China—long the nuclear core powering global economic growth—looks downright weak, hammering prices of key industrial ingredients such as crude oil and iron ore. Emerging market populations—long seen as the consumers needed to power global aggregate demand—are looking increasingly over-indebted, while consumers in rich countries have gotten their finances in order. The United States’s economic wheels, stuck in the mud for much of the last decade, have finally gripped the ground, jerking the economy forward, and taking the US dollar with it. As measured by the ICE US dollar index—it’s up 9.9% this year.
In the face of such momentous changes it would be logical for investors to take a breather and survey the new topography. Let’s hope. But financial history would suggest that there are many–people, and perhaps some very large entities—that never saw these shifts coming. And they will be woefully offsides on their trades.
It doesn’t take much. Back in the summer of 1997, few would have suspected that the devaluation of the Thai baht would be a big deal for the world’s financial markets. Relatively speaking, it was an insignificant speck in the global economic system. But it presaged a riptide of cash flowing out of developing Asian economies, reversing a strong inflow over the previous years. Currency crises popped up in Philippines, Malaysia and South Korea. Asian companies began defaulting as the crisis smoldered through the fall.
Soon the speculative currency attack spread to Russia, driving the value of the Ruble sharply lower and Russian markets into free fall. Russia’s eventual default in August 1998 sent a massive hedge fund known as Long-Term Capital Management into a tailspin. The fund had borrowed money from most of Wall Street, so its collapse threatened to bring down the US financial system as a whole. The result? A Fed-organized $3.6 billion bailout paid for by by a consortium of Wall Street investment banks.

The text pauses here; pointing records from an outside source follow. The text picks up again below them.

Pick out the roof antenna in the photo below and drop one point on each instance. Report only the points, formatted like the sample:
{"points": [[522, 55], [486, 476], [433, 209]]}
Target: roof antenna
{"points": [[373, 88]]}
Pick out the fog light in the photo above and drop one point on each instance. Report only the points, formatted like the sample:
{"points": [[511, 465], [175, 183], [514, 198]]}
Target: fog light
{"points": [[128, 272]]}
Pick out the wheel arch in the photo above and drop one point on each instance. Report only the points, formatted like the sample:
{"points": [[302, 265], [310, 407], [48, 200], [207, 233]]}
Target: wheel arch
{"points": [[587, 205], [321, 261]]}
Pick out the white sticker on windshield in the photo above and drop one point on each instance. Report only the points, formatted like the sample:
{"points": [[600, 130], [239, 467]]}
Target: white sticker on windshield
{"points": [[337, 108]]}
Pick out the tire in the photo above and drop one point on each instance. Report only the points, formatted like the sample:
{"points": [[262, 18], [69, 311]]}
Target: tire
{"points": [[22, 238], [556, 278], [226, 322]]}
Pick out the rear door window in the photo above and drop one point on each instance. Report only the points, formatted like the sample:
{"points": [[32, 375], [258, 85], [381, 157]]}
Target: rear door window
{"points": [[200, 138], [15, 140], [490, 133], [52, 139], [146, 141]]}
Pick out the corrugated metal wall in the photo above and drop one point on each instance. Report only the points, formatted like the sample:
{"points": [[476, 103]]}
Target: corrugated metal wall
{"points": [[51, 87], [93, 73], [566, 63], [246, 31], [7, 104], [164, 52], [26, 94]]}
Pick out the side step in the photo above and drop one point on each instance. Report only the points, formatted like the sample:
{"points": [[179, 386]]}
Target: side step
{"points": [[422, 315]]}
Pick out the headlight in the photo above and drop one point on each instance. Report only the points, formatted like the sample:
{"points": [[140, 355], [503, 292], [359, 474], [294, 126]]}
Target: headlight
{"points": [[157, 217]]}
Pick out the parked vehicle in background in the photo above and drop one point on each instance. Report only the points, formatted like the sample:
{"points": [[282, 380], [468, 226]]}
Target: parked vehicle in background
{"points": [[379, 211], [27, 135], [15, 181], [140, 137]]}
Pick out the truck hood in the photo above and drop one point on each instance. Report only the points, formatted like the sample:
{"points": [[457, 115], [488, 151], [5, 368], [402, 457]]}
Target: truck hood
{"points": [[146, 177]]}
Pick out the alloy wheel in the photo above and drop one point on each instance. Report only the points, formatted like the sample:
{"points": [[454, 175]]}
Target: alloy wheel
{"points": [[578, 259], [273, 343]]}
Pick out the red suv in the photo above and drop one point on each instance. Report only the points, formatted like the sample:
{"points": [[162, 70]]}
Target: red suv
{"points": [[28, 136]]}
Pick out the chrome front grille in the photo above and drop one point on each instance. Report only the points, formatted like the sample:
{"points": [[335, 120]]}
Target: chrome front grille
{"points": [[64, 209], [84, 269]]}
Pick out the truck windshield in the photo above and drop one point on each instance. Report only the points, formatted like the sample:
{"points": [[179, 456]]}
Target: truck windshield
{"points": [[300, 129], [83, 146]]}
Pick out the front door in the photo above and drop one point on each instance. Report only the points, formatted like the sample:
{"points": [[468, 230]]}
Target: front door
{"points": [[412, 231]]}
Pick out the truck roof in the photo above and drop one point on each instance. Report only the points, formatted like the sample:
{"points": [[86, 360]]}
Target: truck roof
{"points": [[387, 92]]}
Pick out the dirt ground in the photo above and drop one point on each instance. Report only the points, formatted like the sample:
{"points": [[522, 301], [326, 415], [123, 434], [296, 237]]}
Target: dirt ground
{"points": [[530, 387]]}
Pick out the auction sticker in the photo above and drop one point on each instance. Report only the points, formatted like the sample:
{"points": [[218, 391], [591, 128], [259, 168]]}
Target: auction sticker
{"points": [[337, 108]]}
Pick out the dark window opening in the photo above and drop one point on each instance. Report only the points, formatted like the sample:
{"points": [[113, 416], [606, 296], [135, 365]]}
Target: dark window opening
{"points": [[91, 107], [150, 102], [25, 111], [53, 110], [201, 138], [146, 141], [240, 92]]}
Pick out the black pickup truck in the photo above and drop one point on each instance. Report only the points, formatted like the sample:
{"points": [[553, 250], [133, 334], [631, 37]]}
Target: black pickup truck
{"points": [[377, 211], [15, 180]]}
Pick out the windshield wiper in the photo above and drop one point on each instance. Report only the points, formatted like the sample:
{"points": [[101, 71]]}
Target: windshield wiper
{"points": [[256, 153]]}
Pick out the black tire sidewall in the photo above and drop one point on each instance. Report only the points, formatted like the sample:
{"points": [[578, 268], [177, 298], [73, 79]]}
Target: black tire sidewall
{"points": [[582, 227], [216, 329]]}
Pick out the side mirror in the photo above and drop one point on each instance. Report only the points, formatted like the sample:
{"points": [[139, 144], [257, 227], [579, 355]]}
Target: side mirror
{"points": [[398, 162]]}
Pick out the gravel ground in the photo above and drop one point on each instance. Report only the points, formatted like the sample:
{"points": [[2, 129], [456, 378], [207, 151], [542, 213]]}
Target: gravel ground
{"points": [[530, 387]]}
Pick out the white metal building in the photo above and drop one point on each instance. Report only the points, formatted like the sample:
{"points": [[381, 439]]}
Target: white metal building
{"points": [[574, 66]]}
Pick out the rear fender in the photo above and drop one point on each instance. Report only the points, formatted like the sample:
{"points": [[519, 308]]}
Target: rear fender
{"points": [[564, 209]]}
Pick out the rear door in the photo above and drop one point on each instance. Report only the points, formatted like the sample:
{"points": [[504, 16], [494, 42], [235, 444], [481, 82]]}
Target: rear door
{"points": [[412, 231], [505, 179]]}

The saga of Long-Term Capital Management looms large in the psyche of global markets. The Long-Term Capital Management brain trust included some of the smartest people in both academia (two were Nobel laureates in economics) and on Wall Street (personified by legendary Salomon Brothers bond trader John Meriwether). And yet all that economic and trading genius—transferred to the trading models the firm used—was not able to foresee the series of events that eventually doomed the firm.
Simply put, this is not about being smart. Very few people saw that the flap of the butterfly wings that was a Thai baht devaluation would turn into the serious Wall Street storm represented by Long-Term Capital Management. So it defies belief that such sharp movements in far more central markets—such as oil and the US dollar—won’t have some sort of unexpected repercussion.
And that’s what we’re now waiting for. Hold on tight.